Gedung wakil rakyat tersebut, sebenarnya sudah memiliki genset. Namun genset yang ada rusak. Akibatnya, aktivitas di dalam kantor menjadi terganggu dan kurang nyaman.
Sekretaris DPRD Rembang, Nur Purnomo Mukdi Widodo menjelaskan pihaknya sudah memesan onderdil genset yang rusak.
“Genset masih proses perbaikan, sudah kita pesan suku cadangnya, belum datang mas.
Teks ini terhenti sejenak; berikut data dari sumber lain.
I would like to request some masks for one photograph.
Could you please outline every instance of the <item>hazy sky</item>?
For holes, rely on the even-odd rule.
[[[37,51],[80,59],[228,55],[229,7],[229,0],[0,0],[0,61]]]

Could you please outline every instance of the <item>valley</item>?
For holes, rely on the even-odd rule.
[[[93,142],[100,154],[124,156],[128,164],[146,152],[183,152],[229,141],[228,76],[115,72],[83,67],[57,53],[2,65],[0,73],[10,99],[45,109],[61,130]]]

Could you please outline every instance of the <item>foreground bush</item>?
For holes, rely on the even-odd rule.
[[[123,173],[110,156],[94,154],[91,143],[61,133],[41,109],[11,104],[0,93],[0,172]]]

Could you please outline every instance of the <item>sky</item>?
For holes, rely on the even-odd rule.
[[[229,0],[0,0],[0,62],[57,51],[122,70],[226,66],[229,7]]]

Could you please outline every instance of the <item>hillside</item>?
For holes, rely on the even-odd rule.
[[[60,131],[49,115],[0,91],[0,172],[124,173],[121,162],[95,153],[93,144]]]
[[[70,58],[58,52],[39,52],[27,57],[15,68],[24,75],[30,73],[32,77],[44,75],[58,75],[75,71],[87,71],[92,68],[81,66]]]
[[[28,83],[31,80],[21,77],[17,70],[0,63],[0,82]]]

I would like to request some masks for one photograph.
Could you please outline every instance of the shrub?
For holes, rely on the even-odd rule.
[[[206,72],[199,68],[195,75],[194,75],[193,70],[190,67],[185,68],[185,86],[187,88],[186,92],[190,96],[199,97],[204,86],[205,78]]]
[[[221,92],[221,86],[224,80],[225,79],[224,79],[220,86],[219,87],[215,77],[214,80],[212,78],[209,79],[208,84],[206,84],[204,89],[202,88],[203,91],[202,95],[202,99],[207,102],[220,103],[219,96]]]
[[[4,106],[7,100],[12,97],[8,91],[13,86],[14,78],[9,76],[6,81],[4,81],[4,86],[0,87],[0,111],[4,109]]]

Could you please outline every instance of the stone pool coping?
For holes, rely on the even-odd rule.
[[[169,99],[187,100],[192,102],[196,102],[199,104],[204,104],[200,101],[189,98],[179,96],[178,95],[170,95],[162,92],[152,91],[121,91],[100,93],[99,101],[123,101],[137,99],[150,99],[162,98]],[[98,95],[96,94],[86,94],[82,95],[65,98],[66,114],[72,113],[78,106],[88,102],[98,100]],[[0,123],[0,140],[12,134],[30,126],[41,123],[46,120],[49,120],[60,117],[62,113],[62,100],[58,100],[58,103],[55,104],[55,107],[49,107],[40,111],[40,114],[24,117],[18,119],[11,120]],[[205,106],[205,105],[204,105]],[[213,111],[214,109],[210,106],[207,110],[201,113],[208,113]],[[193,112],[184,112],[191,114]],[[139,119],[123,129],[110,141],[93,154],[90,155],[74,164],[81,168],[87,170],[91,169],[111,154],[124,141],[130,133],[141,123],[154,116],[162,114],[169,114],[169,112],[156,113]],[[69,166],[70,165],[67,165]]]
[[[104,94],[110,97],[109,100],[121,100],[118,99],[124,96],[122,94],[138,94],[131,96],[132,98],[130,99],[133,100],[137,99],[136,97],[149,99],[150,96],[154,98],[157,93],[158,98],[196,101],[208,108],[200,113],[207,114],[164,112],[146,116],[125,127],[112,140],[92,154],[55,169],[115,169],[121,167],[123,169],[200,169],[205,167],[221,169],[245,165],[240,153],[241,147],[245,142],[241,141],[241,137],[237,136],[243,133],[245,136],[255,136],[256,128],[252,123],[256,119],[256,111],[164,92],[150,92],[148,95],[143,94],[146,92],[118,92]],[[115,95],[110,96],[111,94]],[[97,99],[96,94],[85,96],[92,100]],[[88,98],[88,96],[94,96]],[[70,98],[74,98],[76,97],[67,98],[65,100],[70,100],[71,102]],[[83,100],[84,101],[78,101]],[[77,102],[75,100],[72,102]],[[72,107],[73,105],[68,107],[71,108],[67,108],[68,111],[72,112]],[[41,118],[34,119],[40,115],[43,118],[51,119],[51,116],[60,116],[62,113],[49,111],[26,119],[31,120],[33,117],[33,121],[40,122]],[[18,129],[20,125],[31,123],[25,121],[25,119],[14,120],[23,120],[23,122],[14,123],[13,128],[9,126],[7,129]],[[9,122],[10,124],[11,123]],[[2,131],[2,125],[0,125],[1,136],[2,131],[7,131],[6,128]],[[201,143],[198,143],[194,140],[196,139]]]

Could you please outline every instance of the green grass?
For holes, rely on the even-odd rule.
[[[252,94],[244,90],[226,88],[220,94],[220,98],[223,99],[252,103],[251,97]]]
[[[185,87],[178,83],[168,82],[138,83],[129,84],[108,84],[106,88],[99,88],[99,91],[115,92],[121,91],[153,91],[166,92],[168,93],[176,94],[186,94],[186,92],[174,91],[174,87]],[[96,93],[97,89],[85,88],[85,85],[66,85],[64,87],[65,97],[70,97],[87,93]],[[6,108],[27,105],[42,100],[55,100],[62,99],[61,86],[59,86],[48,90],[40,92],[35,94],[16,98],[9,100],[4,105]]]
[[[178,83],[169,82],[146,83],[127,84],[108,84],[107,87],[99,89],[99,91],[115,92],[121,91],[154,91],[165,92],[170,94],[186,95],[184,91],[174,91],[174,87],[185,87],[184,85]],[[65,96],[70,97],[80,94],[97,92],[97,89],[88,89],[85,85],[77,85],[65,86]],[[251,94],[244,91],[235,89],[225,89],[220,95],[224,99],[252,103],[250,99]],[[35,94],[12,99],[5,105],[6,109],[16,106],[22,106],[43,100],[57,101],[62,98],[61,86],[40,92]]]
Tidak perlu ganti genset baru,” tuturnya.
Pada pelantikan anggota DPRD Rembang periode 2024 – 2029 hari Selasa 20 Agustus 2024, pihaknya sudah meminta PLN jangan terjadi pemadaman listrik.
Di sisi lain, pihaknya juga tetap menyiagakan genset, guna mengantisipasi hal-hal tidak terduga.
“Kami sudah berkirim surat ke PLN,” tandas Nur Purnomo.
Purnomo menambahkan pelantikan DPRD yang baru dialokasikan anggaran sekira Rp 255 Juta.
“Untuk makan minum, penginapan anggota DPRD sebelum pelantikan di Hotel Pollos, sewa tenda, pendingin, kursi lipat beserta perlengkapan, dokumentasi. Tentu pelaksanaan realisasi, bisa kurang dari itu,” terangnya.
Susunan Acara Pelantikan DPRD
Pelantikan DPRD akan dihadiri sekira 500 orang tamu undangan. Nantinya di luar gedung akan berdiri tenda dan layar monitor.
“Kegiatan juga disiarkan langsung via streaming youtube,” bebernya.
Ia memperinci rangkaian kegiatan pelantikan DPRD, meliputi prosesi pengucapan sumpah, penyerahan surat keputusan (SK), penandatanganan berita acara, pengumuman pimpinan sementara, serah terima dari pimpinan sebelumnya kepada pimpinan sementara, ditandai dengan penyerahan palu dan buku memori 2019 – 2024.
“Selanjutnya sambutan pimpinan sementara, sambutan Mendagri dibacakan oleh Bupati, selesai,” kata Purnomo.
Pimpinan sementara DPRD yang nantinya memimpin rapat DPRD, menyusun fraksi, sekaligus tata tertib DPRD dan memproses usulan pimpinan DPRD definitif.
Jika semua tahapan berjalan lancar, perkiraan pimpinan DPRD definitif terbentuk, paling cepat pada Minggu kedua bulan September 2024.
“Jadi ada prosesnya. Tidak bisa pelantikan, langsung ada pimpinan definitif,” pungkasnya. (Musyafa Musa).